Will llama.cpp or koboldcpp benefit from the exllama thing?
>>93684212maybe but probably not
huggingface sure was different in 2017
>>93684240so that's why their name is so gay
>>93684240Granted they are still immensely cucked at least they allow shit like bluemoon and Pyg to stay up
Is runpod still the best way to run the bigger llamas?
>>93684210there should be an option for groupsize in the ui, select 32
>>93684304Best way is buying a couple of 3090s.
>>93684281give it another month
>>936843292 weeks bros...
>>93683967Hi Tim.Why are you so retarded? Your shit is slower, takes more vram, heeeeeelova RAM, helova traffic, yuge af files and lower quality. Why don't you drop and do something else instead? Like sth the room temperature IQ?Why you keep burning taxpayers $?You know the inflation is skyrocketing , don't you?
>>93684370cringe, i can tell you have never done anything with your life.
>>93684314Success, thanks anon you're the man
>>93684304yes, /aids/ has a (slightly outdated) guide, but you should be able to pick up from there. Try WizardLM-30B.
>>93674183I've been gone for a month, what did I miss/what is the current hot topic right now?
>>93684415>>93683967>>93684089so what's the point of storing data you don't use again? this is an efficiency improvement? Should we just add an extra "0" bytes after each byte of the model, then write a library to strip them out at runtime so we can keep these bytes on disk for even more efficiency?
>>93684462waiting to see if dbznigger delivers
>>93684497delivers on what?
>>93684515https://github.com/ggerganov/llama.cpp/commit/1fcdcc28b119a6608774d52de905931bd5f8a43d#commitcomment-115032455It will lol
>>93684475you do use them, but they are dequantized during the forward and backward pass (if making a qlora)

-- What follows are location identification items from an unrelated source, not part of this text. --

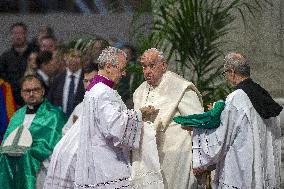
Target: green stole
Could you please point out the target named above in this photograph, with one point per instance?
(46, 130)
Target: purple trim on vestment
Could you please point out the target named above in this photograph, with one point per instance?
(100, 79)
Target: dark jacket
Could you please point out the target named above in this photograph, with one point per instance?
(55, 94)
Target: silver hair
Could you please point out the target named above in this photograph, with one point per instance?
(109, 55)
(238, 63)
(160, 53)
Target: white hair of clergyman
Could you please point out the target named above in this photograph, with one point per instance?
(238, 63)
(109, 55)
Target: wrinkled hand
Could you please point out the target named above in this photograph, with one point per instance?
(149, 113)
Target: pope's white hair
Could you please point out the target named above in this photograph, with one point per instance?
(159, 53)
(109, 55)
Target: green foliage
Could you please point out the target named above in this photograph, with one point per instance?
(192, 33)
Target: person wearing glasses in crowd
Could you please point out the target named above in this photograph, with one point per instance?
(107, 131)
(246, 147)
(38, 124)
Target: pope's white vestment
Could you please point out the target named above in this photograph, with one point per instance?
(245, 147)
(98, 145)
(174, 96)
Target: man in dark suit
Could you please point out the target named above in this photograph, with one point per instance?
(13, 62)
(67, 89)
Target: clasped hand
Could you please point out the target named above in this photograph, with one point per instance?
(149, 113)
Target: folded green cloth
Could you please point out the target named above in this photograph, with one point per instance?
(207, 120)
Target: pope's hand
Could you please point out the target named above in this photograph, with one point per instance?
(149, 113)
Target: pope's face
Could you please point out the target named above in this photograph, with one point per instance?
(153, 68)
(32, 92)
(18, 36)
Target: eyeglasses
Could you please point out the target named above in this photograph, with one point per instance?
(34, 90)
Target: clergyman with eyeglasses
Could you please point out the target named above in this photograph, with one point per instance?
(246, 147)
(30, 138)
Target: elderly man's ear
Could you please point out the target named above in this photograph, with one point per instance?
(149, 113)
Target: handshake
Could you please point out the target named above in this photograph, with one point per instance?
(149, 113)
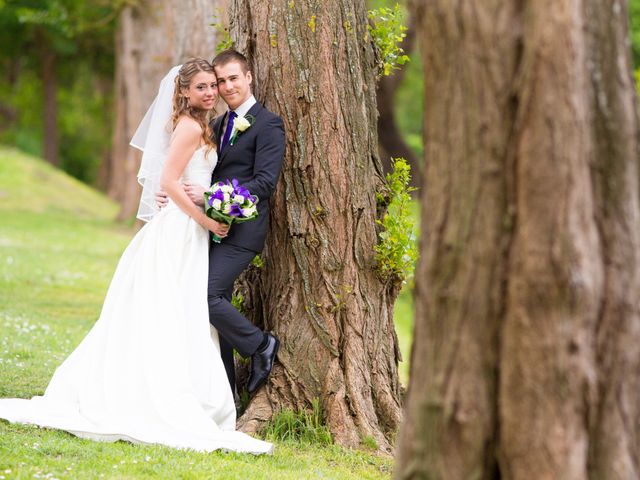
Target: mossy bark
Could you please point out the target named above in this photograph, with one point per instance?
(526, 361)
(313, 64)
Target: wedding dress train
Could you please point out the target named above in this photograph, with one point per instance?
(149, 370)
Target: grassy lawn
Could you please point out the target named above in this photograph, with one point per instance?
(58, 249)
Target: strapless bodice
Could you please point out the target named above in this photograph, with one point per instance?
(200, 167)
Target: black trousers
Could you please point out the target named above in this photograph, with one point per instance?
(226, 263)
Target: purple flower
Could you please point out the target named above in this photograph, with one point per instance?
(236, 211)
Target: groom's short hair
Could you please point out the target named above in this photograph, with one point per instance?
(228, 56)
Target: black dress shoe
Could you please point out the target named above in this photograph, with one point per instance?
(262, 363)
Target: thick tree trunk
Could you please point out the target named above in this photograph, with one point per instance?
(318, 290)
(50, 102)
(151, 38)
(526, 361)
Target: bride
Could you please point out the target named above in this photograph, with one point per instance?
(150, 370)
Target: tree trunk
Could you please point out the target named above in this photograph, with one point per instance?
(318, 290)
(50, 101)
(526, 357)
(391, 141)
(150, 39)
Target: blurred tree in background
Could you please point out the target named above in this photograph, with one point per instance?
(57, 59)
(56, 88)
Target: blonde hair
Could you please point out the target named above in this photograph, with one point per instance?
(181, 104)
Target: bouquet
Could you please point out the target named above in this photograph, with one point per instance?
(229, 202)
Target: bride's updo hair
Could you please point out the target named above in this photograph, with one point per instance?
(181, 104)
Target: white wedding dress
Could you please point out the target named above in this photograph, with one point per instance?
(149, 371)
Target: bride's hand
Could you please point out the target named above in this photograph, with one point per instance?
(161, 199)
(220, 229)
(195, 193)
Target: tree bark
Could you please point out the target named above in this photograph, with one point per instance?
(318, 290)
(151, 37)
(526, 357)
(50, 101)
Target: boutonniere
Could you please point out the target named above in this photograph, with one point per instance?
(240, 124)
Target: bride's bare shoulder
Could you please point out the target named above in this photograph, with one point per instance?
(186, 128)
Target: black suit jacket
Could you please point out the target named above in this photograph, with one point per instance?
(255, 159)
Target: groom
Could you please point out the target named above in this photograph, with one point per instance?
(253, 155)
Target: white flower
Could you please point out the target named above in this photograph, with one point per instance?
(247, 212)
(241, 124)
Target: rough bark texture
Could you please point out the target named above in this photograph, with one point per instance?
(526, 361)
(318, 290)
(150, 39)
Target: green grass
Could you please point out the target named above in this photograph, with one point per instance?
(59, 247)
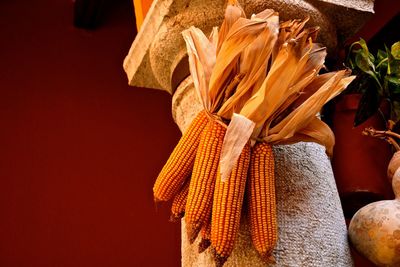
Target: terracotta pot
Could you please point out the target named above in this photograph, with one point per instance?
(359, 162)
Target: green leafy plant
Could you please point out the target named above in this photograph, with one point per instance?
(377, 79)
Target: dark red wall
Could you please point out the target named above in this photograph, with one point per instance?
(79, 148)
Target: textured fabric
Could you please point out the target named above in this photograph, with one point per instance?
(311, 225)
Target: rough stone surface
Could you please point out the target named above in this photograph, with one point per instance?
(158, 47)
(312, 230)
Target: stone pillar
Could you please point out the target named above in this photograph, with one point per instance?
(312, 230)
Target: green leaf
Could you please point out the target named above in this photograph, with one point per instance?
(381, 55)
(368, 106)
(392, 83)
(395, 111)
(393, 65)
(395, 50)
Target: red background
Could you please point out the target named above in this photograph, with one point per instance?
(79, 148)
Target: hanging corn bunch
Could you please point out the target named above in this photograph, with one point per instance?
(259, 84)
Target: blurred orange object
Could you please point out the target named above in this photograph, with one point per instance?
(141, 8)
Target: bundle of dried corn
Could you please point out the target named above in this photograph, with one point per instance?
(259, 84)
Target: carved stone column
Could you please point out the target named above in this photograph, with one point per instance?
(312, 230)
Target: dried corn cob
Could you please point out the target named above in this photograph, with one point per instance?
(205, 236)
(227, 207)
(261, 200)
(180, 162)
(179, 203)
(201, 189)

>>93684516I never tried any of the superhot, I can only run up to 13b when ccp'd, should I try the superhot 13b if there is one? Is it uncensored?
>>93684534Not it wont learn how to read>I'm aware of the repository. I think I'll be able to reach comparable speeds once all ggml tensors have GPU acceleration.The ggml enhancements are a completely different thing, you can't combine the two. Exllama is for GPUchads only
>>93682444It's a 40B model that no one can run and it compares to 33B model, yet they think anyone will adapt their model.
>>93684616>once all ggml tensors have GPU acceleration.you're 2 weeks late, we can use cuda and the gpu on llama.cpp now lol
>>93684649>youYou're truly fucking retardedI wonder how long it will take you to understand three english sentences
>>93684649anon... that was written yesterday on the llamacpp repo
>>93683685>GPT-4 is VERY slowArtificially slow due to load and to avoid cannibalizing GPT-3/3.5 as a product.
>>93684415yes, most of my life I been making other ppl lives better.Fun fact, you're still a better human when you do nothing than when you burn other ppl money.Unfortunately, that's not a well known fact in academia.
>>93683828>>93683870My GPU has 10GB of VRAM. I'm not sure of how the math adds up on how many layers you're supposed to have, but I'm able to bump up gpulayers to 32 before it starts crashing. Starting at 7 and slowly increasing it was a great method to reach this number.Both versions of KoboldCpp, the CUDA and non-CUDA, seem to have the same performance. That being said, the new settings cut computation time down by a whole minute! Running the same test as before reliably demonstrated it took about a minute to generate the same 512 token response. Thanks for the help!
>>93685282The amount of layers depends on the model too. 40 layers of a 13B model should fit perfectly fine on 10GB, I think, I got 12 and there's even a lot of room left. But the layers of a 30B model are bigger, I can only fit 23 before OOMing. Just go trial and error until you fit the max amount of layers without crashing or OOMing when generating text.
>>93682949Dafuq nigga? Earlier I was able to go beyond that context length on the same model and same GPU. After reading your post, it froze.
>>93683692It’ll fit on two 4090s once it can be quantized, but if you have that you can just run 65B quantized.It’d be a matter of seeing if it really is better.There’s something fucky about quantizing it though. Over my head.
>>93684240Quite a pivot. Toy for zoomzooms, to the main hosting provider and general core stomping grounds of the entire current machine learning community.